- The Washington Times - Monday, February 9, 2004

Moscow mayor upset

The mayor of Moscow is alarmed by the influence of the United States, which he accused of abusing its superpower status.

Yuri Luzhkov, on a recent Washington visit to promote his new book, criticized the Bush administration for pre-emptive strikes against what it deemed terrorist states and called on the United States to explore the root causes of terrorism, our correspondent Megan McCloskey reports.

“Perhaps efforts should have been made to identify the fundamental cause of those acts,” Mr. Luzhkov said of the September 11 terrorist attacks.

He complained that the United States is trying to impose its will in international affairs.

“One country is making the decisions for the entire world,” he said.

The sovereignty and self-determination of smaller nations are concepts that have “disappeared into thin air,” he said.

Mr. Luzhkov, a popular politician in Russia, was re-elected recently to a third term. After his remarks at the Library of Congress last week, he signed copies of his book, “The Renewal of History,” for admirers who crowded around him for photographs.

Japan’s straight talk

Japanese Ambassador Ryozo Kato wants to recruit Japanese-Americans to help promote greater understanding between Washington and Tokyo, but he does not want apologists for his country.

“To strengthen this relationship, I would like to seek the help of the Japanese-Americans who possess in-depth understanding of the United States, not as ‘no-matter-what’ kind of defenders of Japan and its policies but as fair-minded, enlightened and effective public arbitrators between the peoples of the two countries,” he said after a recent meeting in Washington between Japanese diplomats and U.S. leaders.

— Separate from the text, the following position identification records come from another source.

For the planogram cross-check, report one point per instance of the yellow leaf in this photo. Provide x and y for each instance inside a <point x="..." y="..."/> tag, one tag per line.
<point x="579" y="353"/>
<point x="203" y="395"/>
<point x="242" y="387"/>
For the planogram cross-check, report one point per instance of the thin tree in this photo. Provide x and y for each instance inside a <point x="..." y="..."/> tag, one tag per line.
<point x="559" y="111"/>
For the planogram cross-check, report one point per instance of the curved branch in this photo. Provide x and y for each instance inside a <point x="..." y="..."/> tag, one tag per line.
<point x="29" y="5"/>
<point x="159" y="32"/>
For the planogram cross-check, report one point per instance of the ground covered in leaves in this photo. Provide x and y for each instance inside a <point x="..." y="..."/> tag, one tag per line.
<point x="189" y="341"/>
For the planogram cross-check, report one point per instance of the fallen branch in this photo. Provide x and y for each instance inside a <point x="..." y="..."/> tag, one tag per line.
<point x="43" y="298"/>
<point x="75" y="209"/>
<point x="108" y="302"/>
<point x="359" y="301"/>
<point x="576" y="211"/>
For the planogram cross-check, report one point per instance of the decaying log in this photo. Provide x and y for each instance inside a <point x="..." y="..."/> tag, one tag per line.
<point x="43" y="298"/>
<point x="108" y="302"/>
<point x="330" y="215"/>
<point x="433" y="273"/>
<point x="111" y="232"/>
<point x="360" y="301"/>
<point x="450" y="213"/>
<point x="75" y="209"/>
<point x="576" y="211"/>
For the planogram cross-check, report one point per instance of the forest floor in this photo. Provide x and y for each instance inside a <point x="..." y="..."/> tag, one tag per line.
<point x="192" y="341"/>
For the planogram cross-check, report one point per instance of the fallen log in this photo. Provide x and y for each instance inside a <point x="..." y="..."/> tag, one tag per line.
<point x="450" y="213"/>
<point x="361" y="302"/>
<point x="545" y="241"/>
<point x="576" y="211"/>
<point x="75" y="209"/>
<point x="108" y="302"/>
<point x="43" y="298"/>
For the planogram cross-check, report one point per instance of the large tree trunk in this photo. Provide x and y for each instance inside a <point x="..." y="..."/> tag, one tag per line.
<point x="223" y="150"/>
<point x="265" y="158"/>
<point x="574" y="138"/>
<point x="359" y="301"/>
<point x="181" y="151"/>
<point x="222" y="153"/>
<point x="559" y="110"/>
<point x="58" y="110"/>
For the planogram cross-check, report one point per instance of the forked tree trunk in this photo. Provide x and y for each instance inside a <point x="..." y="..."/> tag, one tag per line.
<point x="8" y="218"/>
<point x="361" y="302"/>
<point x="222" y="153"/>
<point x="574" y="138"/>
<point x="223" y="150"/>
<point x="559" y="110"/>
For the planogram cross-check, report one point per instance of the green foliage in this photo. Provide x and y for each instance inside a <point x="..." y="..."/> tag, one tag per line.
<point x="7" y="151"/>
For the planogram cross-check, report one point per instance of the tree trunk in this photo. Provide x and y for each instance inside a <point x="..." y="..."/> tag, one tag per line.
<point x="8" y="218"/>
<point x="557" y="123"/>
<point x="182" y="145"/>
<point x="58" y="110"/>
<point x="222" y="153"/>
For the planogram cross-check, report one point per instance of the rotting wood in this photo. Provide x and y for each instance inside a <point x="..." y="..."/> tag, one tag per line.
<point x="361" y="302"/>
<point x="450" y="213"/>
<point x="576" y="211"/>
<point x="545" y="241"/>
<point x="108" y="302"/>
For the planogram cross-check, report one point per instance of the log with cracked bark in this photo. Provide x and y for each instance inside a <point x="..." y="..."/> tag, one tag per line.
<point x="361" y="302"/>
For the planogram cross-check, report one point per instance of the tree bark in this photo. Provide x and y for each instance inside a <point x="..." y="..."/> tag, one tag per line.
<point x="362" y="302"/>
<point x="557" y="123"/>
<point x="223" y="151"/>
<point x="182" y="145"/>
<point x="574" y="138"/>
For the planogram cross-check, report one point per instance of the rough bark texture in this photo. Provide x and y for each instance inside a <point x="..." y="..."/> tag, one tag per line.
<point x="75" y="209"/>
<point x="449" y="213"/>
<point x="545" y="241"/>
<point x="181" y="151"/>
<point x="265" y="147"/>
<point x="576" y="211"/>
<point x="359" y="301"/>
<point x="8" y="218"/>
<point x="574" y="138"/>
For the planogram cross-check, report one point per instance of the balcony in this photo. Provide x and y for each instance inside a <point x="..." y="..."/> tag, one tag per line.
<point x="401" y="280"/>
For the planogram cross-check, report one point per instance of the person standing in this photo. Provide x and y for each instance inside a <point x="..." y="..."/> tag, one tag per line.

Sen. Daniel K. Inouye, Hawaii Democrat and a Japanese-American, pledged to help Mr. Kato improve communications between the two countries, Japan’s Kyodo news service reported.

“The time has come to ensure that the relationships between Japanese-Americans and Japan are strong at all levels from business and politics to arts and academia,” Mr. Inouye said.

“We want to build bridges of understanding so that our children and grandchildren will be Americans proud of their Japanese ancestry.”

Mr. Inouye and Mr. Kato endorsed an education initiative to increase mutual understanding and to encourage Japanese-Americans to participate in the Japan Exchange and Teaching Program, a government program to promote foreign languages in Japanese schools.

They also endorsed a tourism program that will include building support for the 2005 World Exposition in central Japan.

2nd term in Colombia

William Wood, the U.S. ambassador to Colombia, says Washington supports a constitutional amendment to allow President Alvaro Uribe to run for a second term and keep up his tough fight against Marxist rebels.

Mr. Uribe is limited to one term under the Colombian Constitution, but some legislators are seeking an amendment to allow presidents to run for re-election.

Mr. Wood noted Mr. Uribe’s popularity, especially because of his fight against the Revolutionary Armed Forces of Colombia (FARC), which has been hiding in the country’s jungle and mountain strongholds for several months to avoid troops.

“When the country has a firm and popular president like Uribe, this group has always used the tactic of waiting for the next president,” Mr. Wood told the El Tiempo newspaper during the weekend.

He said an amendment to the constitution is “an element that the Colombian people … need to consider.”